Being brought up by a toxic mother I had always been a loner since she didn’t approve of any friends and I didn’t know how to nurture a friendship. My mother is a Narcissistic Person, who not only dominated me but emotionally abused me too, as a result I ended up turning into a couch potato watching plenty of films and reading fictional books which got me to become an obese child.
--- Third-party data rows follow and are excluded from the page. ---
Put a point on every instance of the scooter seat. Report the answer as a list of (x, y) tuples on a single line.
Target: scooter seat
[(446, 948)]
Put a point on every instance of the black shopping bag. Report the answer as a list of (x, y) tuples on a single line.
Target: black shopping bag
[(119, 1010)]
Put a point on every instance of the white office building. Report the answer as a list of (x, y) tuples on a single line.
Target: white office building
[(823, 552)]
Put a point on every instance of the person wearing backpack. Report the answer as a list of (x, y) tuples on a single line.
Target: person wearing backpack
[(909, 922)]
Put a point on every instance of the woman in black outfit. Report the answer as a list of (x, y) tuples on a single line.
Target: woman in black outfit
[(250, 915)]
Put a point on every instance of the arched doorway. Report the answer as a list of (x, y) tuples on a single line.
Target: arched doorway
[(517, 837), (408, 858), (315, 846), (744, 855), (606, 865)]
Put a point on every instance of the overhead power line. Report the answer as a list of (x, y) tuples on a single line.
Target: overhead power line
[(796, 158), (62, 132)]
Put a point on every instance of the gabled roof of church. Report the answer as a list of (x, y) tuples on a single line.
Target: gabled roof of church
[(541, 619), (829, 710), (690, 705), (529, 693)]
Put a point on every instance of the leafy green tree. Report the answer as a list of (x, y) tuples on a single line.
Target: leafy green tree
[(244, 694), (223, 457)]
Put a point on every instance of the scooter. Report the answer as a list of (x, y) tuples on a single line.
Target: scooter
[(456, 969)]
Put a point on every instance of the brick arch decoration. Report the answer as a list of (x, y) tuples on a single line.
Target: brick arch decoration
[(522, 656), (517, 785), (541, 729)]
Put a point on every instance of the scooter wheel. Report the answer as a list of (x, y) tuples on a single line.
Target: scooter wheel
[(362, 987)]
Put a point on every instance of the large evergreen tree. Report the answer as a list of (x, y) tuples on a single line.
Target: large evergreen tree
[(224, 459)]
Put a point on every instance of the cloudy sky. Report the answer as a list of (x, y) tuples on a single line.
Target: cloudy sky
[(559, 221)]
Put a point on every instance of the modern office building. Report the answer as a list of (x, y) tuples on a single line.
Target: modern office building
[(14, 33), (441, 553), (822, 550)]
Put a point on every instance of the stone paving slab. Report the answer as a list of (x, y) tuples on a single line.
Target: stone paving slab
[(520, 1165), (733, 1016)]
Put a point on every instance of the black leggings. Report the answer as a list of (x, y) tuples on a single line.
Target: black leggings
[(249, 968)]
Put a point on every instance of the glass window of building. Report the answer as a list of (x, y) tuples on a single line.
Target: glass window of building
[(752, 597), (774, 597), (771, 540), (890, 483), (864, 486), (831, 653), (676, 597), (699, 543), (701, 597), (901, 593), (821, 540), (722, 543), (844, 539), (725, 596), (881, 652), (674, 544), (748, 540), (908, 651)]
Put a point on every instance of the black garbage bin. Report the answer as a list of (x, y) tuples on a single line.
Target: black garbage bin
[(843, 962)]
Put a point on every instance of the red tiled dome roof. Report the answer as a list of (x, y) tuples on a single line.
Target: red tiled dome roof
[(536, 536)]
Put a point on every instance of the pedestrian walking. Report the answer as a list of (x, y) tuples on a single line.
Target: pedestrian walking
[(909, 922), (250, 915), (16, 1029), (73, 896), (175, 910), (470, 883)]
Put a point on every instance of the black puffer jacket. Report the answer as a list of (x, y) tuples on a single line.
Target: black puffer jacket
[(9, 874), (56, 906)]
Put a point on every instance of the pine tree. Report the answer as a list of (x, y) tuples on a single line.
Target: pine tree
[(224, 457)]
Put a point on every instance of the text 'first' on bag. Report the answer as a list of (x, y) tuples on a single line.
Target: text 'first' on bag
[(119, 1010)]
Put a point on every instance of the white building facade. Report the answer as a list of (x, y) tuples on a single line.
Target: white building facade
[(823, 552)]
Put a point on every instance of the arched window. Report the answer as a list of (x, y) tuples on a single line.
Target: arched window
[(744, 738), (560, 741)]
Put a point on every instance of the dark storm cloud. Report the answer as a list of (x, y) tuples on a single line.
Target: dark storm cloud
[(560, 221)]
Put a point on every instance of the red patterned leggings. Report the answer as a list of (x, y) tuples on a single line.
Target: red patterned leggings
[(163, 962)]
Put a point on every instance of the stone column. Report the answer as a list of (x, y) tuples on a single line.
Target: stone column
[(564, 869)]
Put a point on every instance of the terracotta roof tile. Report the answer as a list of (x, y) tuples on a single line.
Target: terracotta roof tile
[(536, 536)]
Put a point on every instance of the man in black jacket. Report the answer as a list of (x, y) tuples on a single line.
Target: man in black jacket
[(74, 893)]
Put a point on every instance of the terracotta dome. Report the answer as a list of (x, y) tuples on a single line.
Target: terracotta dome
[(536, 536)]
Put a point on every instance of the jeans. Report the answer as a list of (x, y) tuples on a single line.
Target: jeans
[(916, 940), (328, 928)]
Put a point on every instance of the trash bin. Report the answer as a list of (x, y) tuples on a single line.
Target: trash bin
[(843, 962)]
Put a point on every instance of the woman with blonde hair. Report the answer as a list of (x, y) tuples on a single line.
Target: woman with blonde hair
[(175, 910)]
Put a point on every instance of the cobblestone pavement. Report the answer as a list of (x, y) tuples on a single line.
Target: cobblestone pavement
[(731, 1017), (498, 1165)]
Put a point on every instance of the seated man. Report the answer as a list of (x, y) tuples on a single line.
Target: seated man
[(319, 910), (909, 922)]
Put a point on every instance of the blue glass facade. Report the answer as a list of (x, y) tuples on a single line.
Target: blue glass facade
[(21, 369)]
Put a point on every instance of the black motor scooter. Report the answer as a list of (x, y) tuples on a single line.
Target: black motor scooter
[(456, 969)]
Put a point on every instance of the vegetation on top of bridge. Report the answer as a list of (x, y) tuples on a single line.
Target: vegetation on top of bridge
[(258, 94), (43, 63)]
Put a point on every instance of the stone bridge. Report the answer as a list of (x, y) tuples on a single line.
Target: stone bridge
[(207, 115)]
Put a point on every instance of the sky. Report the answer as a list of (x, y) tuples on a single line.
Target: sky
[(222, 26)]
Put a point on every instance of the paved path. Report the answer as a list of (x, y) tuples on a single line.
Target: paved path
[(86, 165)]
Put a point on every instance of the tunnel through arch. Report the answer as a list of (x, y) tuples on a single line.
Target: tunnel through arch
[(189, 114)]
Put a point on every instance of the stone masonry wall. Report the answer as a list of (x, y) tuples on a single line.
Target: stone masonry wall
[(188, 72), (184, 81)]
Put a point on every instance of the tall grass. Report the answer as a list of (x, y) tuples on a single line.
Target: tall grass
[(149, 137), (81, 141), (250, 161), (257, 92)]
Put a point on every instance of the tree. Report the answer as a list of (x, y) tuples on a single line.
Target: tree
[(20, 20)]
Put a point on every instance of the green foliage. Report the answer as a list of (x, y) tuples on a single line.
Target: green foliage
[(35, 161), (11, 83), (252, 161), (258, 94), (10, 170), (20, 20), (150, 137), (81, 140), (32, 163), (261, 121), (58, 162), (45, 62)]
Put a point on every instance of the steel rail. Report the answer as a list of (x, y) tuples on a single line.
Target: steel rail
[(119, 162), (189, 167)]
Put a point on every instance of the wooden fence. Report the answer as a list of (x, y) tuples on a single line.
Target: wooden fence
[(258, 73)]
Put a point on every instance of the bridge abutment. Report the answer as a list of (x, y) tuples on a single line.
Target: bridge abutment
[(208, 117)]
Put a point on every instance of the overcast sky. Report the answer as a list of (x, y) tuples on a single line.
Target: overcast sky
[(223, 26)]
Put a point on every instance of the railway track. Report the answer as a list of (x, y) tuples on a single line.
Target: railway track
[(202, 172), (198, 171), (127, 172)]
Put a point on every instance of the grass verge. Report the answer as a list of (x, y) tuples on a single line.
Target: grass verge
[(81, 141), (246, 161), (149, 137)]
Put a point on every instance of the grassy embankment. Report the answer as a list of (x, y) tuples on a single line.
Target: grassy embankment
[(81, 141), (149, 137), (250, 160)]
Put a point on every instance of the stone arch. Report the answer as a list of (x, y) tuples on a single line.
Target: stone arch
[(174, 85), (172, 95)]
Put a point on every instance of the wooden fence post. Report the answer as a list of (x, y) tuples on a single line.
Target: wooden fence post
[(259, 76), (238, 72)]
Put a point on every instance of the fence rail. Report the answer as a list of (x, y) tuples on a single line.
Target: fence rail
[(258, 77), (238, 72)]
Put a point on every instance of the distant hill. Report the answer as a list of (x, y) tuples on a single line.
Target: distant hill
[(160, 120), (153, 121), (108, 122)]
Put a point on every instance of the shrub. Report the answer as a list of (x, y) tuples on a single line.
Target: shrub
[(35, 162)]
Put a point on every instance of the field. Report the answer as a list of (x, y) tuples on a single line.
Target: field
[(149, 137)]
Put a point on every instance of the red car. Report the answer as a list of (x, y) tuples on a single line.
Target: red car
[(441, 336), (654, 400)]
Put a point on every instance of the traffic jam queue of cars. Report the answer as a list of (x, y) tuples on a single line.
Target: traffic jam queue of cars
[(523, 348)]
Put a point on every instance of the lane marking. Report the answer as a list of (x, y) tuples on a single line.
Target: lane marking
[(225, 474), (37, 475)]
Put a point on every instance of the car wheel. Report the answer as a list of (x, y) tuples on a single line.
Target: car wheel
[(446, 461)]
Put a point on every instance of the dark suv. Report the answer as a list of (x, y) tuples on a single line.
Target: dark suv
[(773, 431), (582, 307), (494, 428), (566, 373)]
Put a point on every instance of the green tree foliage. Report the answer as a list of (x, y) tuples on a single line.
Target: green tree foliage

At an early age I started showing symptoms of C-PTSD (Complex Post Traumatic Disorder) due to which I visualised about an alter life one in which I would be safe and loved (one of the symptoms of C-PTSD)
I found love or rather I thought I had found love when I was 18; it turned out to be another emotional abuse. My mom’s reaction to this was absurd and crazy like all Narcs, and after a few years I realised the man I loved was a chauvinist, cheater, a bully and a philanderer. I could not leave my mom for mom and me are a unit, or so I used to believe at that time and I could not leave my boyfriend because I was emotionally attached to him and his family (as I had always yearned for a family) that made it all the more difficult to leave him.
Hence, I was caught up between my mom’s neurotic behaviour and my man’s transgressions. It took me 11 excruciating years to realise that loving someone just isn’t enough if you aren’t receiving the same love in return. It’s like putting work into an old, broken-down car. No matter how much sweat and tears you put into it, it will never be the same again.
If I would not end it I would have lost myself or my life. The saddest part was until that time toxicity was all I knew, and for me that was ‘normal’ however my instincts kept telling me what was happening was not right and I needed to get out of it. It stops here with me and I ended it.
The pain was unbearable and to make matters worse within three months my ex married on the same day we were going to marry and that broke me emotionally. Something died in me that day. I tried everything I could to distract myself. I figured that if I didn’t think about it, the pain would eventually disappear. It didn’t. So, I worked around the pain, I built my life around it. There is nothing that can take the pain away but eventually you will find a way to live with it. There will be nightmares, and every day when you wake up, it will be the first thing you think about, Until one day it will be the second thing.